Chapter 2. Overview of the Ansible Automation Platform 2.4 release

• Previously, the execution environment container images were based on RHEL 8 only. With Ansible Automation Platform 2.4 onwards, the execution environment container images are now also available on RHEL 9. The execution environment includes the following container images:

  • ansible-python-base
  • ansible-python-toolkit
  • ansible-builder
  • ee-minimal
  • ee-supported

• The ansible-builder project recently released Ansible Builder version 3, a much-improved and simplified approach to creating execution environments. You can use the following configuration YAML keys with Ansible Builder version 3:

  • additional_build_files
  • additional_build_steps
  • build_arg_defaults
  • dependencies
  • images
  • options
  • version
• Ansible Automation Platform 2.4 and later versions can now run on ARM platforms, including both the control plane and the execution environments.
• Added an option to configure the SSO logout URL for automation hub if you need to change it from the default value.
• Updated the ansible-lint RPM package to version 6.14.3.
• Updated Django for potential denial-of-service vulnerability in file uploads (CVE-2023-24580).
• Updated sqlparse for ReDOS vulnerability (CVE-2023-30608).
• Updated Django for potential denial-of-service in Accept-Language headers (CVE-2023-23969).
• Ansible Automation Platform 2.4 adds the ability to install automation controller, automation hub, and Event-Driven Ansible on IBM Power (ppc64le), IBM Z (s390x), and IBM® LinuxONE (s390x) architectures.

Additional resources

• For more information about using Ansible Builder version 3, see Ansible Builder Documentation and Execution Environment Setup Reference.

• Starting with Ansible Automation Platform 2.4, the Platform Resource Operator can be used to create the following resources in automation controller by applying YAML to your OpenShift cluster:

  • Inventories
  • Projects
  • Instance Groups
  • Credentials
  • Schedules
  • Workflow Job Templates
  • Launch Workflows

• On-premise component automation services catalog is now removed from Ansible Automation Platform 2.4 onwards.
• With the Ansible Automation Platform 2.4 release, the execution environment container image for Ansible 2.9 (ee-29-rhel-8) is no longer loaded into the automation controller configuration by default.
• Although you can still synchronize content, the use of synclists is deprecated and will be removed in a later release. Instead, private automation hub administrators can upload manually-created requirements files from the rh-certified remote.
• You can now configure the Controller Access Token for each resource with the connection_secret parameter, rather than the tower_auth_secret parameter.

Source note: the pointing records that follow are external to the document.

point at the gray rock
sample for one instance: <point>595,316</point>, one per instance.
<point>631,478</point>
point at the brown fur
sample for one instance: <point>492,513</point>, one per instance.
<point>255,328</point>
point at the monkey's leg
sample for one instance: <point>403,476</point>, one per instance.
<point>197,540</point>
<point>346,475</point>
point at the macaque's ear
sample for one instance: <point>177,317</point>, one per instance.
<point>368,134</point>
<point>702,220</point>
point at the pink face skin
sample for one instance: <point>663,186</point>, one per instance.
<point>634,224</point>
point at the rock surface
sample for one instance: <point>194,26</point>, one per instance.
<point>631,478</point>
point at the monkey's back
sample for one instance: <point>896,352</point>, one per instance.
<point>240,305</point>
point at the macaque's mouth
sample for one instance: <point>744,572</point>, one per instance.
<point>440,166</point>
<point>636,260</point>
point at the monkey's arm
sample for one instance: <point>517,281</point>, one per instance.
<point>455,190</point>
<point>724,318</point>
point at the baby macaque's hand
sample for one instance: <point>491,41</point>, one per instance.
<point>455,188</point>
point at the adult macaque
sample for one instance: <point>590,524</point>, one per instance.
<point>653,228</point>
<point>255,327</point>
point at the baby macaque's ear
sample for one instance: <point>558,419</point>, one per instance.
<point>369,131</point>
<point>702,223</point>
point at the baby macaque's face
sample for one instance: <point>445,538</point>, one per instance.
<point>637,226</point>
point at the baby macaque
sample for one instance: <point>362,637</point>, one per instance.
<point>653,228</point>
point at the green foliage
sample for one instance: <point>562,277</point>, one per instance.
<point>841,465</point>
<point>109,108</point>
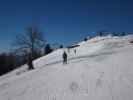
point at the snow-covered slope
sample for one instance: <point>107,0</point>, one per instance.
<point>101,69</point>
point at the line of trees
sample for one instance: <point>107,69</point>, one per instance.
<point>28,46</point>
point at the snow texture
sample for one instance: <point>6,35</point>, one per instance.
<point>101,69</point>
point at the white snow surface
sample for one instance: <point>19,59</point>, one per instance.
<point>101,69</point>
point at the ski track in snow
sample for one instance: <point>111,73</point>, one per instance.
<point>104,73</point>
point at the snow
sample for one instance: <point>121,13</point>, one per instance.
<point>101,69</point>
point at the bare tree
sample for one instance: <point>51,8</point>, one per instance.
<point>30,44</point>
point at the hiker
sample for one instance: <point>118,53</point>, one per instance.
<point>75,51</point>
<point>64,58</point>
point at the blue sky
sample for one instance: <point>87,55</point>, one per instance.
<point>63,21</point>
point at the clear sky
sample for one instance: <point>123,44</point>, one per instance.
<point>63,21</point>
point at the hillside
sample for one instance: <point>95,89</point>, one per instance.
<point>101,69</point>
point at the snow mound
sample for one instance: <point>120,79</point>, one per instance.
<point>101,69</point>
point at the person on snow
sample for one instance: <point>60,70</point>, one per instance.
<point>64,58</point>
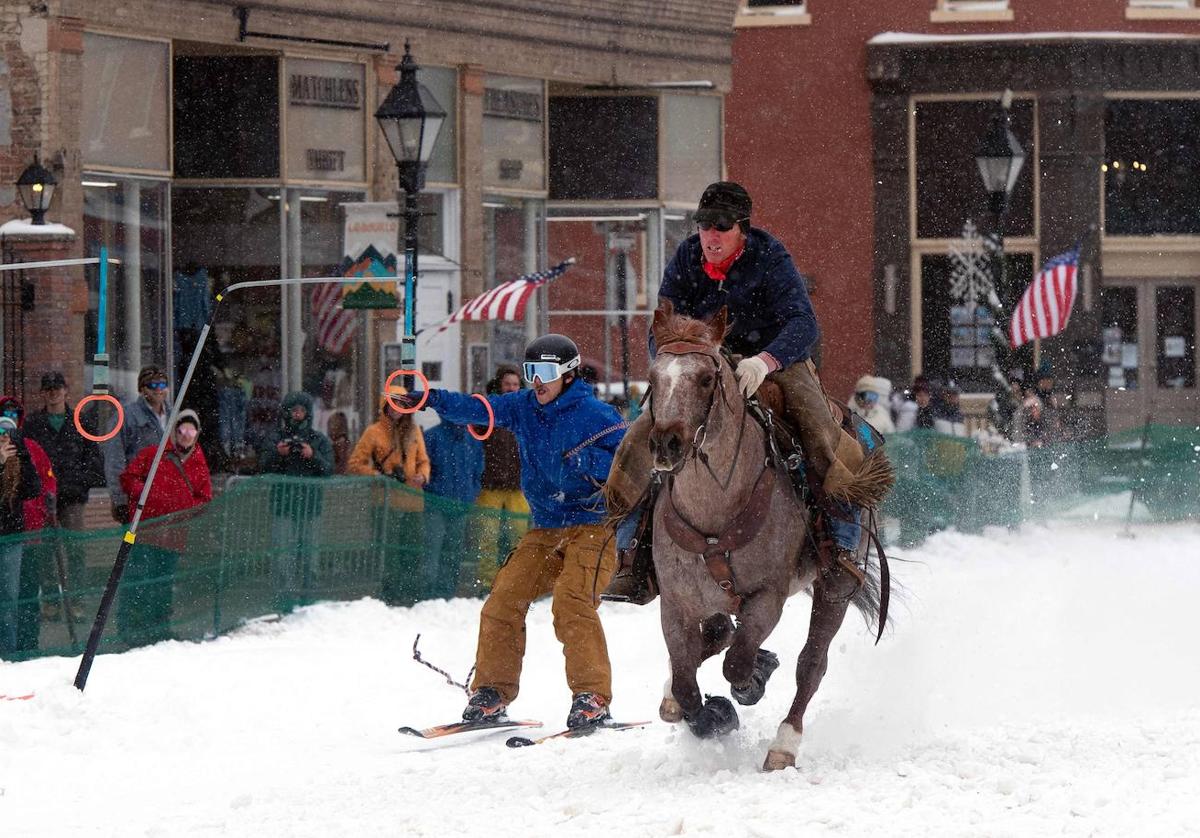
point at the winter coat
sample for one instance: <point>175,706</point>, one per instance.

This change is compatible with earlier versions, but the tower_auth_secret parameter is now deprecated and will be removed in a future release.
• Smart inventories have been deprecated in favor of constructed inventories and will be removed in a future release.

• Updated the installation program to ensure that collection auto signing cannot be enabled without enabling the collection signing service.
• Fixed an issue with restoring backups when the installed automation controller version is different from the backup version.
• Fixed an issue with not adding user defined galaxy-importer settings to galaxy-importer.cfg file.
• Added missing X-Forwarded-For header information to nginx logs.
• Removed unnecessary receptor peer name validation when IP address is used as the name.
• Updated the outdated base_packages.txt file that is included in the bundle installer.
• Fixed an issue where upgrading the Ansible Automation Platform did not update the nginx package by default.
• Fixed an issue where an awx user was created without creating an awx group on execution nodes.
• Fixed the assignment of package version variable to work with flat file inventories.
• Added a FQDN check for the automation hub hostname required to run the Skopeo commands.
• Fixed the front end URL for Red Hat Single Sign On (SSO) so it is now properly configured after you specify the sso_redirect_host variable.
• Fixed the variable precedence for all component nginx_tls_files_remote variables.
• Fixed the setup.sh script to escalate privileges if necessary for installing Ansible Automation Platform.
• Fixed an issue when restoring a backup to an automation hub with a different hostname.